De Pierre Michon y de sus Vidas minúsculas. De la escritura que preserva la memoria de unos seres anónimos de los estragos del tiempo. De la escritura como consagración de las vidas preservadas en retales de historias familiares, en voces que se pierden donde da la vuelta el aire, en los desvanes olvidados. De la escritura que da la palabra al silencio, a la soledad y al desamparo. De la escritura de unas biografías que devienen autobiografía, una poética de las reliquias de la memoria y de las ruinas del tiempo. De la escritura como epifanía. De la escritura misma. Como encuentro. Como milagro. Como un asunto de vida o muerte:
...no sabía que la escritura era un continente más tenebroso, más incitante y engañoso que África; el escritor, una especie más ávida de perderse que el explorador; y, aunque explorase la memoria y las bibliotecas memoriosas en lugar de dunas y selvas, que volver de allí repleto de palabras como otros lo están de oro o morir allí más pobre que antes -morir de eso- era la alternativa que también se le ofrecía al escribano.
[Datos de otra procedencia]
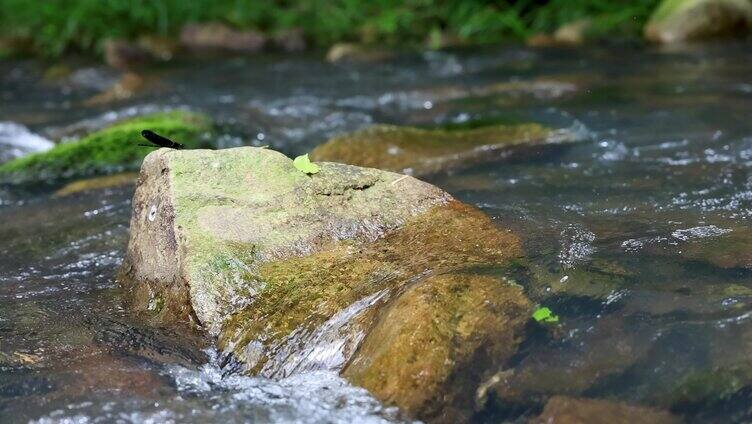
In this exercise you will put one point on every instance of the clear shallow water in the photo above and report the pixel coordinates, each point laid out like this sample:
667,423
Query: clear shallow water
627,231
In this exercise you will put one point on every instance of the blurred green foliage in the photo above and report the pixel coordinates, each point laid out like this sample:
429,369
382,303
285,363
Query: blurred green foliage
56,26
Me acordé de Pierre Michón también ayer cuando leía en el Babelia que tras la publicación de Vidas minúsculas tenía miedo de que lo consideraran un escritor provinciano. ¡Provinciano! Pierre Michón, que trasformó la genealogía íntima y rural en una escritura de conmovedora belleza, el camposanto abandonado de la memoria en un jardín del tiempo y las huellas de la memoria de viejos campesinos en una ficción redentora por obra y gracia de la literatura. Vidas minúsculas, como toda la obra, breve y esencial, de Pierre Michon -Señores y sirvientes, por ejemplo-, nace bendecida por el don de la palabra que nos deletrea por dentro, que nos escribe y que nos dice, hasta el punto de ser nuestra propia voz y memoria de nuestro olvido:
En Mourieux, en mi infancia, a veces mi abuela, para divertirme, cuando estaba enfermo o tan sólo inquieto, iba a buscar los Tesoros. Así llamaba yo dos cajas de hojalata ingenuamente pintadas y llenas de abolladuras, que antaño habían contenido galletas, pero que entonces escondían alimentos muy diferentes: lo que mi abuela sacaba de ellas eran objetos llamados preciosos y su historia, una de esas joyas transmitidas que son la memoria de la gente humilde. (...) el mito que se derramaba dulzonamente de su boca suplía el engaste de los anillos y depuraba el brillo de las piedras, prodigaba toda la joyería verbal que estalla en los extraños nombres de los abuelos, en la centésima variante de una historia conocida, en los motivos oscuros de los matrimonios, de las muertes.
Por eso me acordé de Pierre Michon. Y de sus Vidas minúsculas.